Sementara  Pelaksana Tugas Dirjen Pengelolaan Hutan Lestari Agus Justianto, yang mewakili Menteri Lingkungan Hidup dan Kehutanan, saat membuka Munas ISWA VII tersebut mengatakan bahwa International Tropical Timber Organization (ITTO) memprediksikan konsumsi kayu dunia pada tahun 2050, tertinggi Uni Eropa mencapai  32 persen.

Kemudian  Tiongkok  21 persen, Amerika Utara 20 persen, Amerika Latin dan Karibia 9 persen, Asia Tenggara 6 persen dan Asia Selatan 5 persen.

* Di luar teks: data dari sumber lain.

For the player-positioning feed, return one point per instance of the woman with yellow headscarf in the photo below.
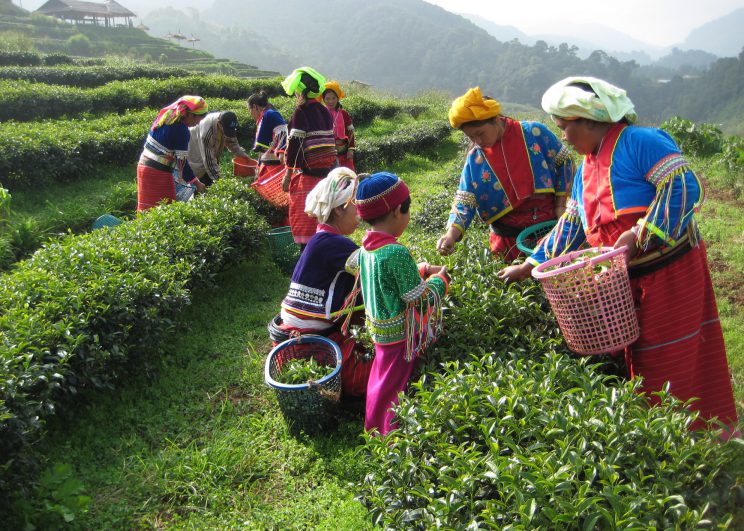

Sedangkan produksi kayu dunia, seperti yang disebut Agus Justianto, ITTO melaporkan ada sebanyak 4 miliar m3, berupa kayu bulat, terdiri  1,3 miliar m3 kayu daun jarum, dan 2,7 miliar m3, bukan kayu daun berjarum – yang di dalamnya juga terdapat kayu tropis, sebanyak 1,6 miliar m3.

Bukan hanya itu,  Agus Justianto juga mengatakan bahwa ITTO dan Food and Agriculture Organisation (FAO) telah memprediksi  secara umum konsumsi global terhadap sumber daya alam diperkirakan meningkat dua kali lipat dari 92 miliar ton di tahun 2017 menjadi  190 miliar ton di tahun 2060.

Sementara kebutuhan  produk hasil hutan dunia, diperkirakan juga bakal meningkat  tinggi, bahkan menurut Agus Justianto, seperti dilaporkan FAO dan ITTO, bisa meningkat 3 kali lipat, pada tahun 2050.

Dengan adanya peningkatan yang sangat drastis ini maka investasi terhadap industri primer kayu di seluruh dunia meningkat, diperkirakan  mencapai US$25 miliar per tahun hingga tahun 2050.

“Seperti laporan FAO dan ITTO, bahwa sub sektor industri pengolahan hasil hutan yang mengolah kayu solid, pulp dan kertas, serta mebel cenderung lebih mampu meningkatkan nilai ekonomi dan penyerapan tetaga kerja dibanding penyerapan  sub sektor  penguasaan hutan.